Возможно, в самых глубинах моей генетической матрицы угнездился некий атавизм. Иначе зачем было приезжать сюда, бродить среди останков чуждого мне мира, смотреть, как выглядело все это с точки зрения какого-нибудь невежественного пилигрима, прибитого к этим берегам лет пятьсот тому назад капризной судьбой и штормовым ветром? За спиной у меня гремели валы, накатывающие на полоску каменистого пляжа, такую бледную и беспомощную, зажатую между мрачными утесами, напоминающими пару гигантских челюстей. Пещеры, темные расселины и углубления пялились на меня непроницаемо-черными глазками. Несчастные сумасшедшие. Они строили здесь монастыри, окруженные бурными морями, неприветливыми землями и болотами, словно в надежде спрятаться не только от всего остального мира, но и от самого Господа Бога.
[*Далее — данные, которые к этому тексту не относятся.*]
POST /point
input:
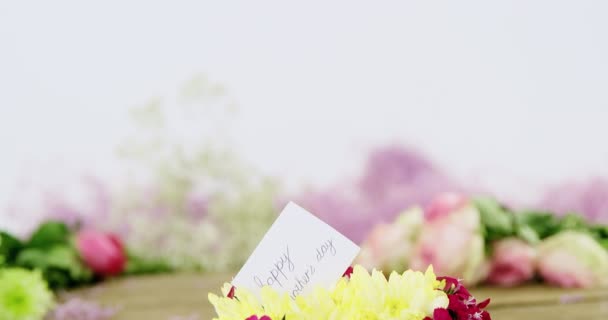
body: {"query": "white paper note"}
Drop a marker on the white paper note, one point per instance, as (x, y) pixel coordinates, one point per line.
(298, 253)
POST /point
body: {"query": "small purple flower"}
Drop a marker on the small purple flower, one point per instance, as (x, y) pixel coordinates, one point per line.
(588, 198)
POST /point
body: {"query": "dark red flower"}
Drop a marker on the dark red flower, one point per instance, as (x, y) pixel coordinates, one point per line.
(231, 292)
(254, 317)
(462, 305)
(348, 272)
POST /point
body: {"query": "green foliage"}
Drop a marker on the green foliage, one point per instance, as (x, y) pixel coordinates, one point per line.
(499, 222)
(60, 265)
(9, 247)
(49, 234)
(49, 250)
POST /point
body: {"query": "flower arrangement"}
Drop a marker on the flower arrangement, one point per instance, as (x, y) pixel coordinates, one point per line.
(57, 257)
(359, 295)
(487, 242)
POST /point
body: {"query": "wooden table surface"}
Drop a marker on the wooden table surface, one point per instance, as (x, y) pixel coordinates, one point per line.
(184, 296)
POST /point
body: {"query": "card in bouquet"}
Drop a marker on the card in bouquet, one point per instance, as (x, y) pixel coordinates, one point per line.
(298, 253)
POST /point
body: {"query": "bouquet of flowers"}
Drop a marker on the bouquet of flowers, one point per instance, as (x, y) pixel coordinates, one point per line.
(359, 295)
(486, 241)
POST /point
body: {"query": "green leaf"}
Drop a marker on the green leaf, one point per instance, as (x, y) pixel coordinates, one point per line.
(9, 246)
(573, 221)
(49, 234)
(528, 234)
(60, 265)
(544, 224)
(496, 219)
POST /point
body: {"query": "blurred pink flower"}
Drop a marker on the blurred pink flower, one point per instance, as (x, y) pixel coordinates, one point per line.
(451, 241)
(389, 246)
(512, 262)
(394, 178)
(102, 252)
(588, 198)
(573, 259)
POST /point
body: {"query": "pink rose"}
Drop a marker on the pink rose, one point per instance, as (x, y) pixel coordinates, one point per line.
(573, 259)
(102, 252)
(451, 240)
(512, 262)
(389, 246)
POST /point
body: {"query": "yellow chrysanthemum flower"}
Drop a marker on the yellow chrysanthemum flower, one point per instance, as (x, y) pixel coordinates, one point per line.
(410, 296)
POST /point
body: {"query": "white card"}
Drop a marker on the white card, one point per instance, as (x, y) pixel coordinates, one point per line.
(298, 253)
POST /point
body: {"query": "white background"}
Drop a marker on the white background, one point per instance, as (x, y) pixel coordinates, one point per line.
(511, 94)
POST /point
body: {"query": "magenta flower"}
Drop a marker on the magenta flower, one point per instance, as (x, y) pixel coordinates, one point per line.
(462, 305)
(102, 252)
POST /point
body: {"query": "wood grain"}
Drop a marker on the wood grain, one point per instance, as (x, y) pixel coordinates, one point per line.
(185, 295)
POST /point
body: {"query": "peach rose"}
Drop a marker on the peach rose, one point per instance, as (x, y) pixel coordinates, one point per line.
(573, 259)
(451, 240)
(512, 262)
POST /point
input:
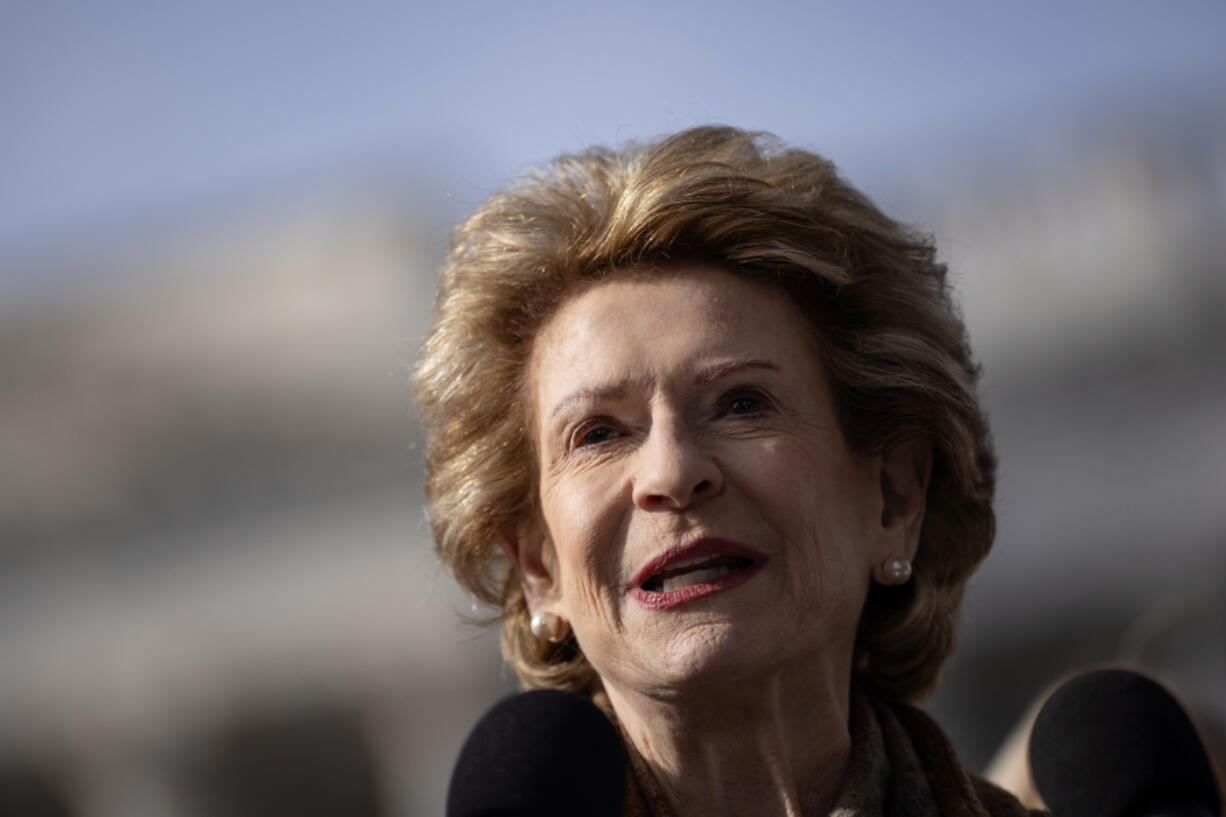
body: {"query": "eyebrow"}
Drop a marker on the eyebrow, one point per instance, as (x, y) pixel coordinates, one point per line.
(703, 377)
(714, 373)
В надежде, что их никто не заметит, забудет, простит.
Единственное мало-мальски большое здание среди многочисленных построек монастыря было сложено из грубого необработанного камня, нижняя его часть густо поросла влажным зеленым мхом. Вверху мхи и лишайники высохли и приобрели грязно-коричневый оттенок. На фоне низко нависших облаков вырисовывалась башня, увенчанная крестом. Кругом ни звука, если не считать завывания ветра и грохота разбивающихся о берег валов, равномерного и настойчивого, точно желающего пробиться в самую твою душу и безраздельно завладеть ею.